The Shining UK Re-Release Trailer

This year doesn’t mark a special anniversary for Stanley Kubrick‘s horror masterpiece The Shining, but that’s not stopping the United Kingdom from enjoying a theatrical re-release of the movie next month. Just in time for Halloween, The Shining will return to select theaters in the UK, and this time it will be what our friends across the pond refer to as the international cut.

Those of us in the United States have always known the longer version of The Shining, which stands at 144 minutes. But the theatrical release of the film in the United Kingdom had 24 minutes cut from the movie back in 1980. Now they get to see the movie Stanley Kubrick intended everyone to see it all its glory in the form of a a new digital transfer by Warner Bros. Pictures.

Watch The Shining UK re-release trailer after the jump.

This is an outstanding modern trailer for The Shining, using the signature “redrum” repetition and some lines from Jack Nicholson‘s character Jack Torrance to make the footage even more unnerving. It makes me wish that Warner Bros. would also re-release this new digital transfer of the film in the United States just in time for the spooky season. Hopefully they’ll make that happen sooner than later.

Here’s the list of theaters in the United Kingdom (and elsewhere) that will be showing the movie and when:

October 28
Abbeygate Bury St Edmunds

October 29
Prince Charles Cinema London
Curzon Community Cinema Clevedon

October 30
Lighthouse Dublin
Neuadd Dwyfor Pwllheli

October 30-31
One Aldwych
Glasgow Film Theatre

October 31
Hull Truck Theatre
Robert Burns Centre Film Theatre
Sheffield University Film Unit
Everyman Winchester

November 3
Whitgift Film Theatre Grimsby

So if you’re in the United Kingdom and you haven’t been able to see the United States theatrical cut of The Shining, this is your chance. Stanley Kubrick’s film is horror at its best, and it deserves to be seen on the big screen and with all the footage intact.

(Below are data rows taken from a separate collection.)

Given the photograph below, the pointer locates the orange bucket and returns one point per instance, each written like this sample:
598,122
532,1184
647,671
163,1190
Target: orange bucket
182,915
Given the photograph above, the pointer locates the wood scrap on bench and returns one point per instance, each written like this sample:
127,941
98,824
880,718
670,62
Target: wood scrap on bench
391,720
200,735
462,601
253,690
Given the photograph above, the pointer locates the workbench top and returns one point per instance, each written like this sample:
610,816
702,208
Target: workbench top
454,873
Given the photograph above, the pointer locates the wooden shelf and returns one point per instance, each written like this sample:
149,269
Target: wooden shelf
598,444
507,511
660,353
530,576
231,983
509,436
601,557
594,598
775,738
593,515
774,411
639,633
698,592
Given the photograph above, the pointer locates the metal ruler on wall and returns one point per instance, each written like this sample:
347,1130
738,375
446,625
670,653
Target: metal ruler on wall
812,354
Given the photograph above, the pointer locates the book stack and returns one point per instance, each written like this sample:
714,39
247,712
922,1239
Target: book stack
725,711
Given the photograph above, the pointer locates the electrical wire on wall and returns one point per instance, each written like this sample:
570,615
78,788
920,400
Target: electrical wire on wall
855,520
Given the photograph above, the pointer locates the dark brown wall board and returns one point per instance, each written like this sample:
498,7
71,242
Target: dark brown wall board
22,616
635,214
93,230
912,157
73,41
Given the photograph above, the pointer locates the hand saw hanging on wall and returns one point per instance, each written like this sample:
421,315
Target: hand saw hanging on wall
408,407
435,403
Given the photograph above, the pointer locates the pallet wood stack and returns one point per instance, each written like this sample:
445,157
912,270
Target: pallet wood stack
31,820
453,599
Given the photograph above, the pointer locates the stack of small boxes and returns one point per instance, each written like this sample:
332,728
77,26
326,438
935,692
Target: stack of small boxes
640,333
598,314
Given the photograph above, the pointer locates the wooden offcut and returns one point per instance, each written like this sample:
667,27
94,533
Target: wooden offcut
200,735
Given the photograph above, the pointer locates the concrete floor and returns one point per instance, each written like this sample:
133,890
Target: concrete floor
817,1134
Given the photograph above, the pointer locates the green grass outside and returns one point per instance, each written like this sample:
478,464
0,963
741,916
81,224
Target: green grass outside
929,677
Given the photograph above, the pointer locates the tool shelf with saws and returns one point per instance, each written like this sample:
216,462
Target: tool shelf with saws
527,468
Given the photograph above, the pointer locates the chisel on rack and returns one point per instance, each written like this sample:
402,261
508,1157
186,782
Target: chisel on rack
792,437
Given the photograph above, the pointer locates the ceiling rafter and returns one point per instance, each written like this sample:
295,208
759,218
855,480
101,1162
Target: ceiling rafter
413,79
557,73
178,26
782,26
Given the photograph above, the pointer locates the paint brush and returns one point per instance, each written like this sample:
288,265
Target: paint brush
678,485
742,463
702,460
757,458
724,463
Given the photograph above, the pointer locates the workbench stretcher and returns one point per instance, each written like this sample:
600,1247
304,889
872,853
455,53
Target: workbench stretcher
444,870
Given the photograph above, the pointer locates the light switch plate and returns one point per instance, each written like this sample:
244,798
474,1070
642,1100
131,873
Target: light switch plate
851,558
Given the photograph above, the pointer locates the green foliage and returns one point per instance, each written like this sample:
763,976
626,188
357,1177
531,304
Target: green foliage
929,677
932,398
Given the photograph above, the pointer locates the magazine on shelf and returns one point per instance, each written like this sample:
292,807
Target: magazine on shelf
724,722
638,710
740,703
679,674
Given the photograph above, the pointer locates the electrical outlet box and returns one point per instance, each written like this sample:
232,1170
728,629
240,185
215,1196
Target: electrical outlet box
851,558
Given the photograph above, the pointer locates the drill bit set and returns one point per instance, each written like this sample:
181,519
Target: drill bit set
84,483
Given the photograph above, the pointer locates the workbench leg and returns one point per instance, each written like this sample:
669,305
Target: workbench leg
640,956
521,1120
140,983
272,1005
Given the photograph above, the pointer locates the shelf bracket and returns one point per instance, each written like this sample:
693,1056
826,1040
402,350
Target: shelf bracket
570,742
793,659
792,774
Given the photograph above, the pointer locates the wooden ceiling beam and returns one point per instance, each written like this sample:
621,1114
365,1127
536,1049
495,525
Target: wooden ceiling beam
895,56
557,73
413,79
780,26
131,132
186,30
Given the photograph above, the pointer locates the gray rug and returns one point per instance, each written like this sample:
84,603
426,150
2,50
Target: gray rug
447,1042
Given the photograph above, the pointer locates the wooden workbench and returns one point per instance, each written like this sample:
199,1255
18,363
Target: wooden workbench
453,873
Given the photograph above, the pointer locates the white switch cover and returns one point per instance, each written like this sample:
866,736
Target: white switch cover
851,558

Based on Stephen King’s bestselling novel, this tale of a family man and would-be writer (Jack Nicholson) going mad as winter caretaker of the cursed Overlook Hotel is a seminal work of the genre. It is also, as Martin Scorsese has pointed out, like no other horror film ever made — “essentially unclassifiable, endlessly provocative and profoundly disturbing”. The BFI will release a magnificent new digital transfer from Warner Bros. of the US version which has never before been released in the UK and which — at 144 minutes — runs 24 minutes longer than the European version previously seen.